I have a question about the last step of a proof on page 37 of All of Statistics. The entire proof is here for sake of completeness, but I don't think grokking it in its entirety is necessary for answering the question:
Suppose that $X \sim \text{Uniform}(0,1)$. After obtaining a value of $X$ we generate $Y \mid X = x \sim \text{Uniform}(x,1)$. What is the marginal distribution of $Y$? First note that,
$$ f_X(x) = \begin{cases} 1 & \text{if } 0 \le x \le 1 \\ 0 & \text{otherwise} \end{cases} $$
and
$$ f_{Y \mid X}(y \mid x) = \begin{cases} \frac{1}{1-x} & \text{if } 0 < x < y < 1 \\ 0 & \text{otherwise} \end{cases} $$
So,
$$ f_{X,Y}(x,y) = f_{Y \mid X} (y \mid x) f_X(x) = \begin{cases} \frac{1}{1-x} & \text{if } 0 < x < y < 1 \\ 0 & \text{otherwise} \end{cases} $$
The marginal for $Y$ is
$$ f_Y(y) = \int_0^y f_{X,Y}(x,y) dx = \int_0^y \frac{dx}{1 -x} = - \int_1^{1-y} \frac{du}{u} = - \log (1-y) $$
for $0 < y < 1$.
Question: Why -- on the very last step -- do we integrate from $0$ to $y$? It makes sense to me that we would integrate from $0$ to $\infty$, or perhaps $0$ to $1$ (since there isn't anything beyond that to integrate). But why $0$ to $y$? Does іntegrating on $\int_0^\infty$, $\int_0^1$, and $\int_0^y$ yield the same answer?

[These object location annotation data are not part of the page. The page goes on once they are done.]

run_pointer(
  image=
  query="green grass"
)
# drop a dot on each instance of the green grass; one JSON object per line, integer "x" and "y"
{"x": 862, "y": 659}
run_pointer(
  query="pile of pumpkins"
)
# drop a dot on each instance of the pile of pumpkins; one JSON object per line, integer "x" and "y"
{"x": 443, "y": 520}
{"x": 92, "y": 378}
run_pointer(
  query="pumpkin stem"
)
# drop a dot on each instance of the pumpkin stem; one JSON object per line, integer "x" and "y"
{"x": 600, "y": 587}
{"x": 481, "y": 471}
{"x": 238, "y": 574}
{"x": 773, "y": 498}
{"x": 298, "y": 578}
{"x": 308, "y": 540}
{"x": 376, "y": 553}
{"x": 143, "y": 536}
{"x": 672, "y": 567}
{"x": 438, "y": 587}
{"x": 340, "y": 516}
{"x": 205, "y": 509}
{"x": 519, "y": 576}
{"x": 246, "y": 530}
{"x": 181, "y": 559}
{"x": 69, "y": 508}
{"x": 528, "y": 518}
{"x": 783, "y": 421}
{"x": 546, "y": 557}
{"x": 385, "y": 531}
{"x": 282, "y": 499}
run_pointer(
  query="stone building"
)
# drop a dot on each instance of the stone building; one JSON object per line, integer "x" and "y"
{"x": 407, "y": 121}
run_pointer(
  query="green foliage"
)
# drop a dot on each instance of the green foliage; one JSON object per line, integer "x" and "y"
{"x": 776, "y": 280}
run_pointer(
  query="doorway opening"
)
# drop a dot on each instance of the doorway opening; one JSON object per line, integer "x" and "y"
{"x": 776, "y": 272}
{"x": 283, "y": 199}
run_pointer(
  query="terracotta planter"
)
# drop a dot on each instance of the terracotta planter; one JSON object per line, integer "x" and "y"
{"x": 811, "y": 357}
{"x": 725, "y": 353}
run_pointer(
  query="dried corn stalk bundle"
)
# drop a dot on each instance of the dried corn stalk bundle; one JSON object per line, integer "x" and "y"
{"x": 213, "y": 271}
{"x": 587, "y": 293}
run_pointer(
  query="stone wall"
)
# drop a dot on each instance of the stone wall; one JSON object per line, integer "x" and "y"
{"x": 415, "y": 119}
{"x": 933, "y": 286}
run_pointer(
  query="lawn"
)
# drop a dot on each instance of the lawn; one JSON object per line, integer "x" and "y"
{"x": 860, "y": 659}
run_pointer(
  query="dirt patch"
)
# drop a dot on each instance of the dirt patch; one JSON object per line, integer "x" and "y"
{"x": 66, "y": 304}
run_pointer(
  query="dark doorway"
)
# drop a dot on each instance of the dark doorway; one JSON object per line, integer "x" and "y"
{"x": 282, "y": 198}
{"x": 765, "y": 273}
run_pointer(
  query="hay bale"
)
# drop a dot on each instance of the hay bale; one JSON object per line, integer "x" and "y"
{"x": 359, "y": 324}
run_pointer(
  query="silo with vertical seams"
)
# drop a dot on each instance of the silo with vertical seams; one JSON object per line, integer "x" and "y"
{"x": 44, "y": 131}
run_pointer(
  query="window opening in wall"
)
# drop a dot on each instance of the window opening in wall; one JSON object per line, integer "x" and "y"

The marginal distribution is indeed given by $$ f_Y(y)=\int_{-\infty}^{\infty}f_{X,Y}(x,y)\;dx $$ and since $f_{X,Y}(x,y)=\frac{1}{1-x}$ if $0<x<y<1$ and $f_{X,Y}(x,y)=0$ otherwise, it follows that if $0<y<1$ then $$ \int_{-\infty}^{\infty}f_{X,Y}(x,y)\;dx=\int_0^y\frac{1}{1-x}\;dx $$ since we must have $0<x<y$.